Po miesięcznej przerwie w rozgrywkach Orlen Basket Ligi wracają koszykarze Tasomix Rosiek Stali Ostrów, którzy w niedzielę o 17:30 we własnej hali podejmą mistrza Polski, Trefl Sopot. Zdecydowanym faworytem spotkania jest aktualny wicelider tabeli.
Z ogromnymi problemami kadrowymi boryka się w tym sezonie drużyna Tasomix Rosiek Stali Ostrów, która w ostatnich dniach miała kłopot, by zebrać choćby minimalną kadrę na trening. Do końca sezonu wyłączeni z gry są Mart Rosenthal, Jakub Parzeński, Nikodem Ratkowski i Aigars Skele. Cały czas rehabilituje się David Brembly, a jeżeli do tego dodamy choroby w zespole, to nie dziwi szczególnie fakt, iż były dni, kiedy Andrzej Urban miał na treningach do dyspozycji czterech zawodników.
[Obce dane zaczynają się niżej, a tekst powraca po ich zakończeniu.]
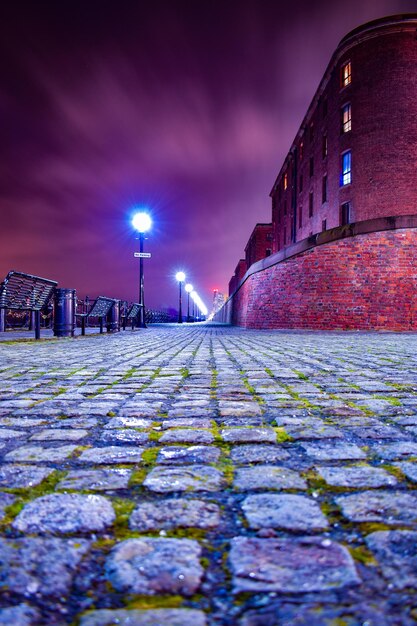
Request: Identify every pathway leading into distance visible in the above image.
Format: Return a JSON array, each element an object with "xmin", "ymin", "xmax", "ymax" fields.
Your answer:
[{"xmin": 0, "ymin": 325, "xmax": 417, "ymax": 626}]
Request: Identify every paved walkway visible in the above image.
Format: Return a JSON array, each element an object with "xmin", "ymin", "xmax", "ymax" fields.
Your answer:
[{"xmin": 0, "ymin": 325, "xmax": 417, "ymax": 626}]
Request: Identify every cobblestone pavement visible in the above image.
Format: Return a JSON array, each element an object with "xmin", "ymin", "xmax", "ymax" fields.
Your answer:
[{"xmin": 0, "ymin": 325, "xmax": 417, "ymax": 626}]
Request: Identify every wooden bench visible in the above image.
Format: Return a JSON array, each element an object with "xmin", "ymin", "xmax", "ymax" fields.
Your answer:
[
  {"xmin": 123, "ymin": 302, "xmax": 143, "ymax": 330},
  {"xmin": 0, "ymin": 270, "xmax": 58, "ymax": 339},
  {"xmin": 76, "ymin": 296, "xmax": 119, "ymax": 335}
]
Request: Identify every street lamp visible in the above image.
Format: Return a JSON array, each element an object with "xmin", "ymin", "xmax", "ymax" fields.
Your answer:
[
  {"xmin": 132, "ymin": 211, "xmax": 152, "ymax": 328},
  {"xmin": 175, "ymin": 272, "xmax": 185, "ymax": 324},
  {"xmin": 184, "ymin": 283, "xmax": 194, "ymax": 322}
]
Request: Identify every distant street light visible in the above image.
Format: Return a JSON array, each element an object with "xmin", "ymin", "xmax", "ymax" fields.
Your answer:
[
  {"xmin": 184, "ymin": 283, "xmax": 194, "ymax": 322},
  {"xmin": 175, "ymin": 272, "xmax": 185, "ymax": 324},
  {"xmin": 132, "ymin": 211, "xmax": 152, "ymax": 328}
]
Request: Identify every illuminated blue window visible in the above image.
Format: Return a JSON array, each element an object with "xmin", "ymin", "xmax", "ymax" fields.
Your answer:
[{"xmin": 340, "ymin": 150, "xmax": 352, "ymax": 187}]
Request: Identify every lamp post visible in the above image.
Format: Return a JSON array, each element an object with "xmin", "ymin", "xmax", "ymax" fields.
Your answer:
[
  {"xmin": 175, "ymin": 272, "xmax": 185, "ymax": 324},
  {"xmin": 184, "ymin": 283, "xmax": 194, "ymax": 322},
  {"xmin": 132, "ymin": 212, "xmax": 152, "ymax": 328}
]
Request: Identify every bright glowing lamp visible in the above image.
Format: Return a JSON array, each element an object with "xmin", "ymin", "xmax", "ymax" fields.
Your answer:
[{"xmin": 132, "ymin": 211, "xmax": 152, "ymax": 233}]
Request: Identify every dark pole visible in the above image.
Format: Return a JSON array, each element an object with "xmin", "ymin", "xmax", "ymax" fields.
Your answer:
[
  {"xmin": 139, "ymin": 233, "xmax": 146, "ymax": 328},
  {"xmin": 178, "ymin": 280, "xmax": 182, "ymax": 324}
]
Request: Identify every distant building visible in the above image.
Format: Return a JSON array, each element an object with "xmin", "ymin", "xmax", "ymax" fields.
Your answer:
[
  {"xmin": 229, "ymin": 259, "xmax": 247, "ymax": 296},
  {"xmin": 245, "ymin": 224, "xmax": 274, "ymax": 267},
  {"xmin": 217, "ymin": 14, "xmax": 417, "ymax": 330},
  {"xmin": 270, "ymin": 16, "xmax": 417, "ymax": 252}
]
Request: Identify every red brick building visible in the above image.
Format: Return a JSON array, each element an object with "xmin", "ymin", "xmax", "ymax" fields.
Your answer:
[
  {"xmin": 245, "ymin": 224, "xmax": 274, "ymax": 268},
  {"xmin": 270, "ymin": 16, "xmax": 417, "ymax": 252},
  {"xmin": 229, "ymin": 259, "xmax": 248, "ymax": 296},
  {"xmin": 218, "ymin": 14, "xmax": 417, "ymax": 330}
]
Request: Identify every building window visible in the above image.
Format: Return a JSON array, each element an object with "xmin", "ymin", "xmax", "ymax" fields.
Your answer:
[
  {"xmin": 340, "ymin": 202, "xmax": 350, "ymax": 226},
  {"xmin": 321, "ymin": 135, "xmax": 328, "ymax": 159},
  {"xmin": 340, "ymin": 150, "xmax": 352, "ymax": 187},
  {"xmin": 340, "ymin": 61, "xmax": 352, "ymax": 87},
  {"xmin": 342, "ymin": 102, "xmax": 352, "ymax": 133},
  {"xmin": 321, "ymin": 174, "xmax": 327, "ymax": 202}
]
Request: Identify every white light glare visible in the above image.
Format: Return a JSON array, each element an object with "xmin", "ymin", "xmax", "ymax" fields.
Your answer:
[
  {"xmin": 190, "ymin": 291, "xmax": 208, "ymax": 315},
  {"xmin": 132, "ymin": 212, "xmax": 152, "ymax": 233}
]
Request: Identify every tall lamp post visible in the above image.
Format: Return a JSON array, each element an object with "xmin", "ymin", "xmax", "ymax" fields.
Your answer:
[
  {"xmin": 175, "ymin": 272, "xmax": 185, "ymax": 324},
  {"xmin": 184, "ymin": 283, "xmax": 194, "ymax": 322},
  {"xmin": 132, "ymin": 212, "xmax": 152, "ymax": 328}
]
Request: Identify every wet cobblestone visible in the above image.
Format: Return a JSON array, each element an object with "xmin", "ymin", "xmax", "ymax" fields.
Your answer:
[{"xmin": 0, "ymin": 324, "xmax": 417, "ymax": 626}]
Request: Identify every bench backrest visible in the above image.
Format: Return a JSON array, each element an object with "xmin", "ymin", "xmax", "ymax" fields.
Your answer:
[
  {"xmin": 126, "ymin": 302, "xmax": 143, "ymax": 320},
  {"xmin": 88, "ymin": 296, "xmax": 117, "ymax": 317},
  {"xmin": 0, "ymin": 270, "xmax": 58, "ymax": 311}
]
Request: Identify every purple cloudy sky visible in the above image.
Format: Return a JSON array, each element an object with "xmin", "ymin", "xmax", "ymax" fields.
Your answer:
[{"xmin": 0, "ymin": 0, "xmax": 417, "ymax": 308}]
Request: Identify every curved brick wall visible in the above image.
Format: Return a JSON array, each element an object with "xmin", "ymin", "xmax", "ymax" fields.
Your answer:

Z pomocą ostrowskiej drużynie przyszli zawodnicy Kosza Pleszew Deante Barnes i Eryk Adamiec, którzy od środy trenowali ze Stalą. W niedzielę o 17:30 ostrowianie powalczą z Treflem Sopot, ale o sprawienie niespodzianki będzie ciężko. Podobnie jak w przypadku juniorów, który również osłabieni – bez Nikodema Ratkowskiego - w weekend zagrają w turnieju finałowym Młodzieżowego Pucharu Polski w Sosnowcu. W meczu półfinałowym zespół trenerów Vadima Czeczuro i Adam Kaczmarzyka zmierzy się z WKK Wrocław.
na fot.: Stal w niedzielę nie będzie faworytem pojedynku z Treflem Sopot.